Dr Lu’s project is titled ‘Next-generation neutrino experiments in nuStorm’ and will evaluate and optimise the nuSTORM neutrino physics capabilities for processes in and beyond the Standard Model. The student would spend time both at Warwick and at the RAL with the possibility of long-term visits to CERN and working alongside physicists in the CERN neutrino group.

The positions will start in Autumn 2023. Applications are now open, with a deadline of 2^nd February. Find out more.

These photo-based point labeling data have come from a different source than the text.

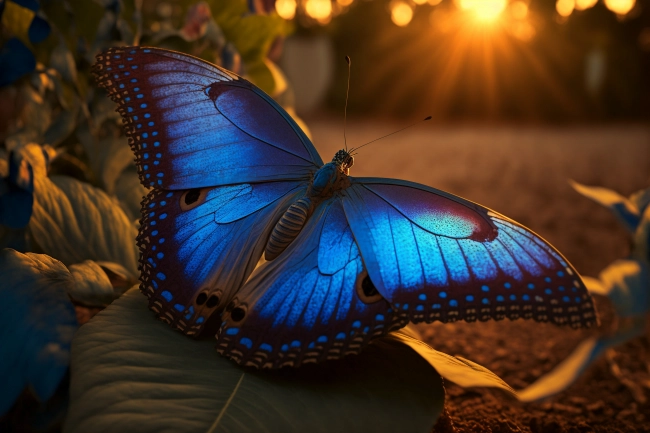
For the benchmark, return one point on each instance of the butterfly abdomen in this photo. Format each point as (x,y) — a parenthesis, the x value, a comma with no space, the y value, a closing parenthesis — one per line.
(288,227)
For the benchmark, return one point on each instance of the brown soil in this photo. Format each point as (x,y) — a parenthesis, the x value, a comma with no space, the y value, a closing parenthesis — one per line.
(522,172)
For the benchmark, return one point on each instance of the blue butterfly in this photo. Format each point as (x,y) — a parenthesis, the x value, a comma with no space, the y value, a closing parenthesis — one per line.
(344,260)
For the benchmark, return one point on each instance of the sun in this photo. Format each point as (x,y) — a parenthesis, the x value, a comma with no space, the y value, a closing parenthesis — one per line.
(486,11)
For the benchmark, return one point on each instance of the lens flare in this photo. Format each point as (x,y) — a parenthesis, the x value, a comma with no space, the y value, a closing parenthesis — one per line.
(585,4)
(565,8)
(319,9)
(286,8)
(519,10)
(620,7)
(401,13)
(484,10)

The nominations for the Physics Postdoc Prize 2021 were numerous and of an exceptionally high quality this year and it was incredibly difficult to select a “best” paper. After much deliberation the two winners are as follows:

Rosalie Thompson (Cresswell)

Importance of Water in Maintaining Softwood Secondary Cell Wall Nanostructure

Rosalie Cresswell, Ray Dupree, Steven P. Brown, Caroline S. Pereira, Munir S. Skaf, Mathias Sorieul, Paul Dupree, and Stefan Hill

Biomacromolecules 2021, 22, 11, 4669–4680 https://doi.org/10.1021/acs.biomac.1c00937

Water is an integral part of wood; living wood can be deformed beyond its yield point without breaking whereas dried wood will fracture. Rehydration of dried wood does not restore its properties yet, prior to this work, there was no molecular level picture of water’s role. Rosalie led this paper which uses state-of-the-art multidimensional NMR supported by MD modelling to determine the irreversible molecular changes that occur upon drying. It presents a model of a hydrated cellulose microfibril and the changes occurring during the drying and rehydration. The paper has been enthusiastically received with approaching 1000 article views since publication in late October.

Ingrid Pelisoli

A hot subdwarf–white dwarf super-Chandrasekhar candidate supernova Ia progenitor

Ingrid Pelisoli , P. Neunteufel, S. Geier, T. Kupfer, U. Heber, A. Irrgang, D. Schneider, A. Bastian, J. van Roestel, V. Schaffenroth and B. N. Barlow

Nature Astronomy, 5, 1052–1061 (2021) https://www.nature.com/articles/s41550-021-01413-0

Over twenty years ago, Type Ia thermonuclear supernovae were key to the discovery of the acceleration of the Universe, but their precise origin is a mystery. Ingrid led a paper published in Nature Astronomy presenting the discovery of a binary star whose 99-minute orbital period makes it an excellent candidate to host a thermonuclear supernova in the future. Ingrid and collaborators applied a combination of leading observational and theoretical techniques to map the future of this exciting system. With this detection, they constrained the supernova rate due to this particular type of binary, shedding light onto the origin of supernovae.